Gotcha. No, not really. As I discuss here, there’s only one mention of land being sold for money, in the extended Westerlands chapter:

racefortheironthrone:

It’s somewhat complicated, but this is actually quite accurate to medieval societies. While there were a bewildering number of different kinds of land tenures under feudal law – everything from knight service and serjeanty to scutage, socage, copyhold, and quit-rent – it was extremely rare for land to be owned outright without any form of obligation or traditional responsibility to anyone. What is known in common law as freehold ownership was very rare, and in most cases until quite recently were actually “customary freehold,” which was itself a kind of copy-hold lease. 

This is why Polayni argued that state action was necessary to bring into being a free market in land, to turn it into a fungible commodity that could be bought and sold, that could be turned into futures and other forms of derivatives, etc. The vast vast majority of those feudal tenures were all based on custom – rents and rights and obligations were usually fixed either by some document held at local manorial courts (copyhold for example is a form of tenure where tenancies were written down in the rolls of the manorial court and tenants were given a copy to ensure that the terms of their tenancy couldn’t be altered), or by tradition (in the common law, a property or benefit that had been held since “Time whereof the Memory of Man runneth not to the contrary” did not need any record other than the memory of the oldest man in the parish), and could only be changed with great difficulty subject to challenge in court. 

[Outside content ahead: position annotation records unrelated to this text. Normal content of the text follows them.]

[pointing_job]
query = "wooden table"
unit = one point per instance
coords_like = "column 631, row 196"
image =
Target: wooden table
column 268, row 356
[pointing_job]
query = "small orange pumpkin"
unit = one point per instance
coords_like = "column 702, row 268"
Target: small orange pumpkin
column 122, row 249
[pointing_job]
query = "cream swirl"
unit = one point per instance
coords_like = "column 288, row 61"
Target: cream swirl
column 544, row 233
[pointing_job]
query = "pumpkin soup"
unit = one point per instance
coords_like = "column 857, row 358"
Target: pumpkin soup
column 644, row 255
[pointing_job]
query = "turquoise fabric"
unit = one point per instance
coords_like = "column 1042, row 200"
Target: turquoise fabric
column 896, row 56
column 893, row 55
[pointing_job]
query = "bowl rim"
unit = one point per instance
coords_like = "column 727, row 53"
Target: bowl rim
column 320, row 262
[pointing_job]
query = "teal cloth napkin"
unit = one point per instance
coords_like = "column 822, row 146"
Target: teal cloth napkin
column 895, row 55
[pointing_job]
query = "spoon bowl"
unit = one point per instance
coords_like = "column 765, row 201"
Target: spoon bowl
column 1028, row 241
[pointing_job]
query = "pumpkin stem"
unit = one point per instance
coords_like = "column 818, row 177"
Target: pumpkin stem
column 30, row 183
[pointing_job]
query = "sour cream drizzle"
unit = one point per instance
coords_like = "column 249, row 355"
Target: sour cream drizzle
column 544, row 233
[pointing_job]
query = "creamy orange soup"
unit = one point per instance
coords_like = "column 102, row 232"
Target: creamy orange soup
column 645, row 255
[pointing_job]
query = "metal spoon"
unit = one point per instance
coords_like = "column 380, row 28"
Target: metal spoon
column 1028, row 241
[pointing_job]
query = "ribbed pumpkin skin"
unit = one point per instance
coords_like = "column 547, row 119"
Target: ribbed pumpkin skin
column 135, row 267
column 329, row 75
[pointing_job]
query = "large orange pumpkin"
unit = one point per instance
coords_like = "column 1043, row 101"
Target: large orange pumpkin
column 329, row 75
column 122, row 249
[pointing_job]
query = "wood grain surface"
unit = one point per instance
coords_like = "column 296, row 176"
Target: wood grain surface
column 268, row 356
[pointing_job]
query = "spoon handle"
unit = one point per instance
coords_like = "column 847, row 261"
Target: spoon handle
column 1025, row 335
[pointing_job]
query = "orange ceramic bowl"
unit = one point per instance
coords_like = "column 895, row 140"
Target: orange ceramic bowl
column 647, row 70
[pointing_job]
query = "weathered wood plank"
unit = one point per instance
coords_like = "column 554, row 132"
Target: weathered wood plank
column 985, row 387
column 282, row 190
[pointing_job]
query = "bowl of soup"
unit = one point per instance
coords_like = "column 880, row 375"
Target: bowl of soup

However, this doesn’t mean that people were not possessive of land – ask any number of medieval kings who faced aristocratic rebellions when they tried to transfer fiefdoms or “innovate” their way to some new revenue – but rather that they didn’t think of possessing land as being free from all other claims. If a given manor had “belonged” to a family for hundreds of years, they thought of it as theirs, even if they had to pay traditional rents to a liege lord or give three pheasants a year to the local bishop. 

“At
[Ellyn Rayne’s] urging, Lord Tarbeck expanded his domain by buying the lands of the lesser
lords and landed knights about him… and taking by force the holdings of
those who refused to sell.

Some
of those thus dispossessed went to Casterly Rock for justice, but Lord Tytos
shrugged off their complaints, or else refused to see them…three landed
knights who had lost their lands to Lord and Lady Tarbeck had made their way to
King’s Landing, to lay their grievance before King Aegon.”

Given the context, buying people’s land seems to be a dangerous innovation, a rather thin pretext of legality covering what is actually extortion with menaces.